Amy Cannon writes about something I've been thinking about lately - our language for God is too mundane. Now, let me say right away that it's a good thing to approach God on our human level. He comes to us in Jesus as a human. He understands our weaknesses. There is a time for expressing ourselves to God very simply. But I think for most Christians, we have no vocabulary to speak to God or about God in a vocabulary that captures His grandeur - or our need for Him that stretches us.
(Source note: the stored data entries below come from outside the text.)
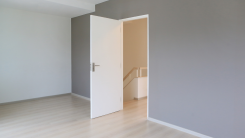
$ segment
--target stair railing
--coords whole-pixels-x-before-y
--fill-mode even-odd
[[[147,75],[143,76],[142,70],[147,70],[147,67],[133,67],[123,78],[123,88],[125,88],[134,78],[147,77]]]

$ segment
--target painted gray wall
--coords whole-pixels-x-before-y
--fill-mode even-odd
[[[74,21],[75,20],[75,21]],[[73,18],[72,92],[90,98],[90,18]]]
[[[93,15],[150,16],[149,115],[244,138],[244,0],[110,0]],[[89,97],[89,14],[72,19],[73,92]]]

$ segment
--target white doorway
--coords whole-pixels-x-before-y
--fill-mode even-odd
[[[123,22],[147,18],[147,118],[149,103],[149,15],[122,20],[90,17],[91,118],[123,110]]]
[[[130,91],[124,91],[124,92],[130,92],[132,94],[132,91],[135,91],[132,95],[134,96],[134,99],[141,99],[141,98],[147,98],[147,118],[148,118],[148,103],[149,103],[149,15],[142,15],[142,16],[136,16],[126,19],[121,19],[123,21],[123,30],[126,32],[122,32],[124,34],[124,41],[127,44],[122,44],[125,48],[131,47],[133,45],[146,45],[146,49],[141,46],[134,47],[135,49],[131,51],[130,55],[133,53],[140,54],[136,55],[137,58],[144,58],[144,60],[137,59],[134,62],[138,62],[137,64],[133,63],[131,65],[127,65],[127,67],[124,67],[124,88],[130,90]],[[127,25],[129,24],[129,25]],[[138,25],[138,26],[137,26]],[[143,27],[142,27],[143,25]],[[144,27],[146,26],[146,28]],[[126,28],[128,27],[128,28]],[[136,29],[133,29],[132,27],[137,27]],[[128,32],[129,29],[132,29]],[[137,32],[132,32],[137,31]],[[132,33],[132,34],[129,34]],[[142,36],[143,33],[146,34],[146,36]],[[123,35],[122,34],[122,35]],[[127,36],[127,35],[130,36]],[[134,36],[137,35],[137,36]],[[139,36],[141,35],[141,36]],[[131,38],[126,38],[131,37]],[[137,38],[140,37],[140,38]],[[131,39],[131,40],[128,40]],[[132,39],[136,39],[133,40]],[[141,39],[141,40],[140,40]],[[143,39],[143,40],[142,40]],[[146,40],[145,40],[146,39]],[[126,40],[126,41],[125,41]],[[145,41],[142,43],[136,43],[136,41]],[[131,49],[132,50],[132,49]],[[135,52],[136,50],[136,52]],[[146,54],[143,54],[141,52],[137,52],[137,50],[145,50]],[[124,52],[127,52],[127,50],[124,49]],[[128,58],[125,58],[125,56],[128,56],[127,53],[124,53],[124,60],[127,60],[124,62],[124,66],[127,64],[126,62],[131,62],[129,58],[134,58],[134,56],[128,56]],[[141,63],[139,63],[141,62]],[[146,62],[146,63],[142,63]],[[131,86],[130,86],[131,85]],[[136,87],[135,87],[136,86]],[[125,89],[124,89],[125,90]],[[136,92],[137,91],[137,92]],[[124,93],[125,94],[125,93]],[[132,95],[130,98],[132,98]],[[125,95],[124,95],[125,97]],[[126,98],[126,97],[125,97]],[[124,100],[125,101],[125,100]]]

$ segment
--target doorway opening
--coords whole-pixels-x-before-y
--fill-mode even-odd
[[[149,100],[148,15],[123,21],[123,102],[147,105]],[[136,101],[135,101],[136,100]]]

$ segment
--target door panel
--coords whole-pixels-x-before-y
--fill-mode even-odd
[[[90,17],[91,118],[122,109],[121,21]],[[94,66],[95,65],[99,66]]]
I've been spending a number of months reading and praying in the Psalms, and it's influenced the way I express myself in prayer. The Bible addresses God and speaks about God in a vocabulary that is lofty, very different from the way we normally express ourselves. And the Bible speaks of our need and our sin in a very deep way that just isn't captured by our everyday vocabulary. I recently read Psalm 51 at the beginning of an STR staff meeting, and one person made the observation that we don't hear language like that in church anymore. And that, I think, is too bad. Thank God we can come to Him just as we are and speak to Him in a common way. He accepts that. But I think it's good for our souls to, at times, reach up to Him in language that stretches our categories, giving us a grander view of God and a deeper sense of our need for Him.
Here's what Cannon says:
It really is a different thing to say “God cares!” than to say “The Lord is my Shepherd, I shall not want.” With the soaring adulation of the Davidic Psalms, the theological nuance and resounding rhetorical height of the Pauline Epistles (the beginning of Ephesians 1 and Philippians 2 are striking examples), in Mary’s Magnificat and God’s transcendent promises to Abraham, the language of the Bible evokes true things about our relationship with God - truths about his overawing excellence, because of which our brothers have taken off their shoes, fallen on their faces, bemoaned their uncleanliness, been consumed by fire, or glowed for days after.
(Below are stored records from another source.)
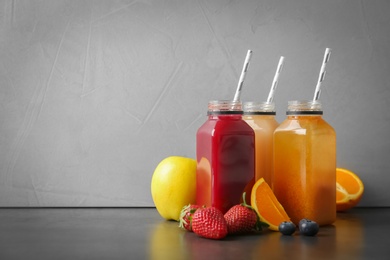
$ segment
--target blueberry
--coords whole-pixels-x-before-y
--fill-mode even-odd
[[[319,230],[320,227],[315,221],[310,219],[302,219],[299,221],[299,232],[302,233],[302,235],[315,236]]]
[[[295,224],[291,221],[283,221],[279,225],[279,232],[286,236],[291,236],[295,232]]]

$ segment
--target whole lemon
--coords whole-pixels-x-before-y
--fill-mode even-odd
[[[151,193],[158,213],[179,221],[182,208],[196,202],[196,161],[181,156],[162,160],[154,170]]]

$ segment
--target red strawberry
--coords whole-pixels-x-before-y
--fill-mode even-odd
[[[223,213],[214,207],[199,208],[192,216],[192,230],[201,237],[222,239],[228,229]]]
[[[192,231],[192,216],[198,208],[199,206],[194,204],[184,206],[180,213],[179,227]]]
[[[243,194],[243,203],[230,208],[224,217],[229,234],[243,234],[262,228],[256,211],[245,202],[245,193]]]

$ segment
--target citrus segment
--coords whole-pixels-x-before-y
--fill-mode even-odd
[[[336,169],[336,209],[346,211],[356,206],[364,192],[359,176],[344,168]]]
[[[267,223],[271,230],[278,231],[280,223],[290,221],[290,217],[263,178],[253,185],[251,206],[256,210],[260,220]]]

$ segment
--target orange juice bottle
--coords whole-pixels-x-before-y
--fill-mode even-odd
[[[255,132],[255,179],[264,178],[271,187],[274,171],[273,134],[278,127],[275,115],[274,103],[244,103],[243,118]]]
[[[274,133],[273,189],[291,220],[336,220],[336,133],[318,101],[288,102]]]

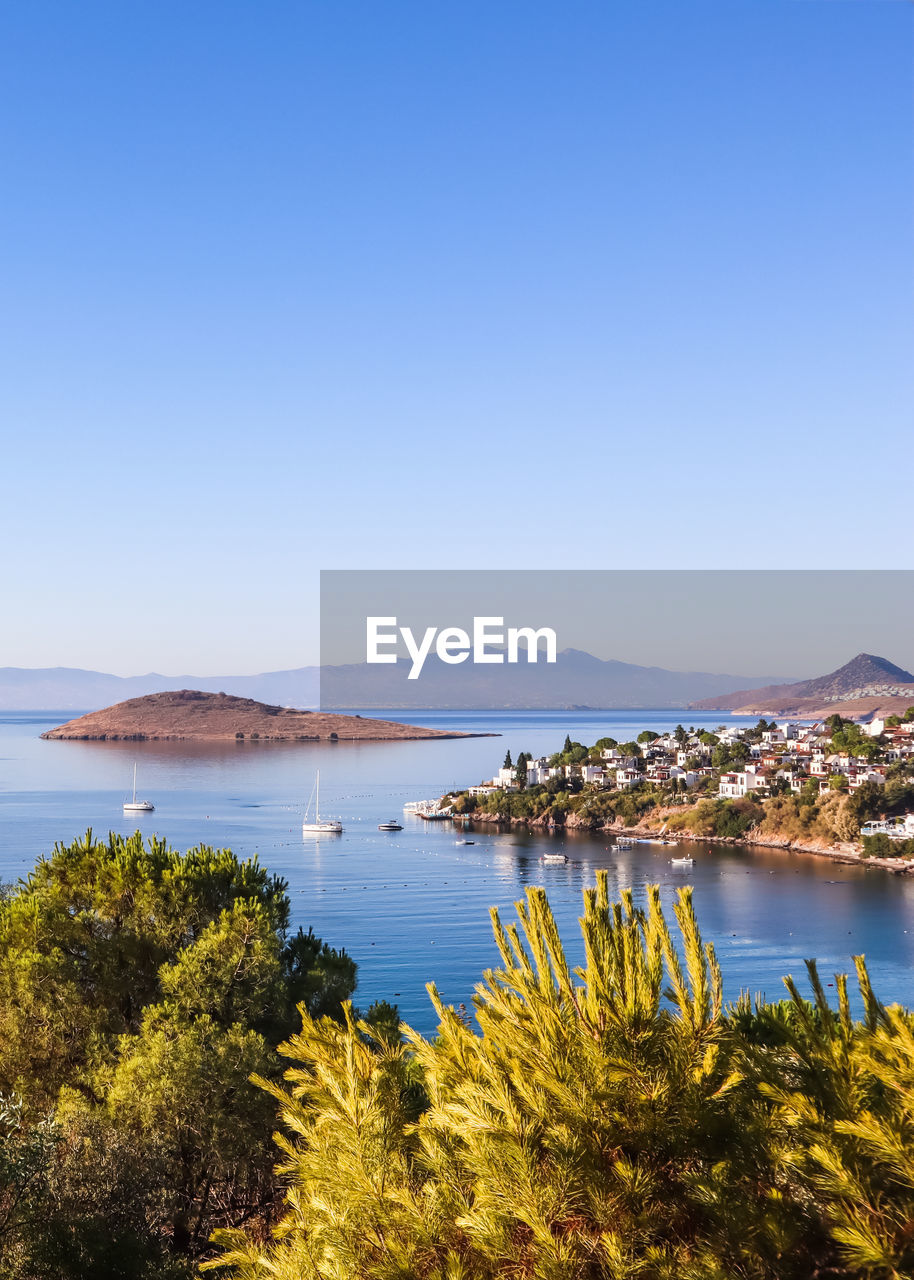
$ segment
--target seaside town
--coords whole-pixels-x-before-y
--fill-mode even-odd
[[[448,803],[483,820],[591,828],[637,826],[653,812],[671,834],[805,835],[859,842],[874,856],[914,855],[914,707],[868,722],[645,729],[592,747],[566,738],[552,756],[509,754],[490,780]]]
Even in translation, the word of God is often a word of grandeur or magnificence - something foreign to an Evangelical vocabulary. We lose much of what is being said or taking place in Scripture when we unyeildingly collapsed it into conversational prose. I worry that our confident casualness of speech prevents our recognizing the grandness of God by practicing grandness in the language about Him - a grandness modeled for us in Scripture.